THE departure of youngsters Tom Smith and Jake Evans on loan to League of Ireland side Waterford this week would, under normal circumstances, have been the most innocuous of football transactions.

A couple of young players, on the fringe of first team action at the County Ground, broadening their career wings with the opportunity to play at least half-a-season in a competitive national division was, on the face of it, a positive move for all concerned.

It should at least have been little surprise, given Town chairman Lee Power’s acquiring of the Blues last year, with his prior comments on mutually beneficial co-operation between the two clubs being explored, or indeed the visit of Waterford director of football Pat Fenlon to cast his eye over a Town development game last month.
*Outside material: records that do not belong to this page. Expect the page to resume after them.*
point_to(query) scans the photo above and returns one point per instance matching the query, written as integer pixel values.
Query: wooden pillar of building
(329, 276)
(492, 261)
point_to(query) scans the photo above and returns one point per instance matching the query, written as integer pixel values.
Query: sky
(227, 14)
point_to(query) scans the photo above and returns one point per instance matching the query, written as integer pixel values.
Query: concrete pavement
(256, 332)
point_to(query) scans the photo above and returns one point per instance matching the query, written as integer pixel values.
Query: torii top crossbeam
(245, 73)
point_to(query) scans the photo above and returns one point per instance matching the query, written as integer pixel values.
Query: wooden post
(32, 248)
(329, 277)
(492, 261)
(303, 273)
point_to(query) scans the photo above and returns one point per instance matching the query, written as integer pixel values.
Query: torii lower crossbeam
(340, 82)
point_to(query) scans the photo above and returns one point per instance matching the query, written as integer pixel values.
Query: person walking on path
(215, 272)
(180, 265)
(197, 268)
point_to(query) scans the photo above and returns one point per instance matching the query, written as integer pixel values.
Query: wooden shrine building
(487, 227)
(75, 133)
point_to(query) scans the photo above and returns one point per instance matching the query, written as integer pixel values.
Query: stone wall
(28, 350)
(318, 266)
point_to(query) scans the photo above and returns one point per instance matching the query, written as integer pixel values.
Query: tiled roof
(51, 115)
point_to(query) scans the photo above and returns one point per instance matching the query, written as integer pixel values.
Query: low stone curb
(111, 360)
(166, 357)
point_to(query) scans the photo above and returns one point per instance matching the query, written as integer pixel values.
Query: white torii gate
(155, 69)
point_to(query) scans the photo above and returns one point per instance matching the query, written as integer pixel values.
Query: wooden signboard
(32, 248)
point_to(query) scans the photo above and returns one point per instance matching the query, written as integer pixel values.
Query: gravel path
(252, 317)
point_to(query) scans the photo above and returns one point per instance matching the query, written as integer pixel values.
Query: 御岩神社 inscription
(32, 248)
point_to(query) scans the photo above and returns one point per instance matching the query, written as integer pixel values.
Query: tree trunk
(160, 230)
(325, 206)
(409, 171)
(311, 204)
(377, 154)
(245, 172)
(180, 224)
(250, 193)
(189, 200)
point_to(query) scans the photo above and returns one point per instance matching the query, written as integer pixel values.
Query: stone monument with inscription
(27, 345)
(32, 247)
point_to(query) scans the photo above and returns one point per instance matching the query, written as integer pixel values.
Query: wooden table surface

It was similarly unsurprising that the duo’s excursion across the Irish Sea was met by some with disappointment, frustration and a degree of suspicion, what with the young pair being out-of-contract come the end of the current English domestic campaign, the current travails of the team in League One and the some-might-say opaque nature of Power’s future plans for both Waterford and, more pertinently, Swindon Town.

Such is the febrile atmosphere that has largely enveloped the club in recent times, even the professional development of two promising 18-year-old footballers could get sucked into the conflicting vortex of emotions and wider arguments created by the club’s current plight.

True, many of Swindon’s more heralded performers haven’t exactly covered themselves in glory in recent weeks and months, and urgently need to step it up a level.

Yet in reality, the likelihood of Smith supplanting either Rohan Ince – on whose shoulders the survival hopes of a sizeable section of Town’s fanbase have been placed – or 18-times capped Yaser Kasim, notwithstanding his less-than-stellar displays this season, in the key defensive midfield position must realistically have been remote.

Evans, in an area of the pitch in which Luke Williams possesses a plethora of options, would likely have found it similarly tough going.

And the idea that two teenagers, possessing just 12 club appearances between them, could have delivered the magic answers to Town’s woes, amid an increasingly desperate battle against the drop, is surely wishful thinking at best.

One was reminded of Miles Storey, the promising young striker many felt was not given enough of a run at the County Ground, whose reputation and abilities seemed to grow in some quarters with each passing day, even after it was clear his Wiltshire stay was drawing to a close.

Yes, the longer-term County Ground futures of Smith and Evans remain unclear. They could yet prove to be home-produced gems, pressed into regular Town service in the future, or join the ranks of those promising starlets who have previously departed the club.

And we are yet to discover whether the ‘link’ with Waterford forged by the chairman is a two-way street, potentially opening the door to a new stream of talent from which Town could benefit.

But, from a developmental point of view at least, the Irish adventure of Smith and Evans surely makes some sort of sense.